Gardner, the Big Ten’s total offense leader with 328.4 yards per game, was held to 210 yards passing and minus-48 yards running thanks to the sacks for 164 total yards.
Almost every time you looked, the Wolverines had their defense on the field.
And Michigan’s defense – while not heralded like MSU’s – provided its team a great opportunity to make a game of it. Wolverines cornerback Raymon Taylor picked off a Connor Cook pass late in the third quarter and returned it 18 yards to the Spartans’ 41-yard line. MSU had a 10-point lead at that point, and a Wolverines’ touchdown off great field position could’ve made for a classic finish.
But then Gardner was sacked on three successive plays, moving 20 yards in reverse.
And this game was over along with Michigan’s championship hopes.
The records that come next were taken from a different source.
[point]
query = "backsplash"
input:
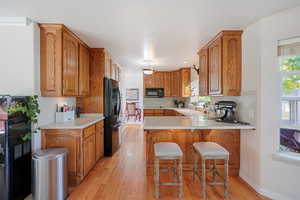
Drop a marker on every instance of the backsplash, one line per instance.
(166, 102)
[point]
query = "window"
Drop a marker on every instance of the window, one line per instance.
(289, 63)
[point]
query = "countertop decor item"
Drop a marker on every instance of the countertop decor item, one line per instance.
(31, 109)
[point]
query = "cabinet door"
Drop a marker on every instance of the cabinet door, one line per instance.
(88, 153)
(99, 140)
(175, 87)
(70, 65)
(203, 72)
(84, 71)
(159, 80)
(107, 65)
(167, 85)
(215, 67)
(51, 68)
(185, 83)
(232, 65)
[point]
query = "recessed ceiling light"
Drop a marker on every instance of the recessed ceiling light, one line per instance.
(148, 71)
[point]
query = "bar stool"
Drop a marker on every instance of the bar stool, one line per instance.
(168, 151)
(211, 151)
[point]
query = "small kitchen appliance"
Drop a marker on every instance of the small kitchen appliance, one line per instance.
(225, 111)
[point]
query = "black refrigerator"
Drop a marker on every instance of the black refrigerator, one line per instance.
(15, 151)
(112, 122)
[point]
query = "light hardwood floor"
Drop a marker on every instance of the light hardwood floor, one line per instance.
(123, 177)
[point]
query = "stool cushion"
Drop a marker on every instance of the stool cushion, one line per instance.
(210, 149)
(167, 149)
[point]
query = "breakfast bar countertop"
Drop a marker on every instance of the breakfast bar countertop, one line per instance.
(192, 119)
(82, 122)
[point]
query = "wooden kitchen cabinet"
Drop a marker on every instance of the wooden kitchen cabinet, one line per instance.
(159, 80)
(168, 84)
(82, 145)
(175, 86)
(60, 62)
(89, 150)
(70, 65)
(223, 58)
(99, 140)
(185, 82)
(84, 70)
(175, 83)
(107, 64)
(203, 72)
(113, 71)
(215, 67)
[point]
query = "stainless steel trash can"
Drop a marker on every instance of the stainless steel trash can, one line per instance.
(50, 178)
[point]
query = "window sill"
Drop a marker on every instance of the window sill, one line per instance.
(287, 157)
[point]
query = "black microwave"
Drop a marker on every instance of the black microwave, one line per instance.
(154, 92)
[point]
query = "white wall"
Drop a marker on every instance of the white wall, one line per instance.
(19, 64)
(276, 179)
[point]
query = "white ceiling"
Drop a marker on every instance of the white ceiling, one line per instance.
(167, 31)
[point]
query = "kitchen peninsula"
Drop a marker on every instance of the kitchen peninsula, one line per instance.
(189, 128)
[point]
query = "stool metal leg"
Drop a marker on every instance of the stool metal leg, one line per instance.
(214, 170)
(180, 178)
(226, 178)
(203, 179)
(196, 159)
(156, 177)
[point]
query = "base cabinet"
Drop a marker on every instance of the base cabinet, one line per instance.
(85, 148)
(99, 140)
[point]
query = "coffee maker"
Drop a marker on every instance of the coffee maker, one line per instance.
(225, 110)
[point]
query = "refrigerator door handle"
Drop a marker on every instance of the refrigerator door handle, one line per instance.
(119, 106)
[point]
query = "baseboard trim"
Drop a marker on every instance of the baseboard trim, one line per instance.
(262, 191)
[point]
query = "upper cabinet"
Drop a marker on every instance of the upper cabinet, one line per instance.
(70, 65)
(84, 70)
(220, 65)
(99, 62)
(168, 83)
(215, 67)
(159, 80)
(203, 72)
(175, 83)
(185, 79)
(64, 62)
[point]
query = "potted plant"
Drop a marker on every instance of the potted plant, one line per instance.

Their offensive line, once the best in the conference and perhaps in the nation, is woeful. Hoke hasn’t been able to rebuild the position group his predecessor, Rich Rodriguez, tried unsuccessfully to remold with smaller, faster spread offense blockers.
And so maybe it didn’t matter whether Fitz Toussaint or highly-publicized freshman Derrick Green (who didn’t get a carry) got the ball. There were few holes opened by the line.
Falling behind and having to pass against a strong defense is a recipe for failure, and that’s what this game was for Michigan.
It was a hard one to take for the Wolverines, who have to overcome more than a tough loss. They have to prove they are tough and relentless enough to once again be a factor in the Big Ten.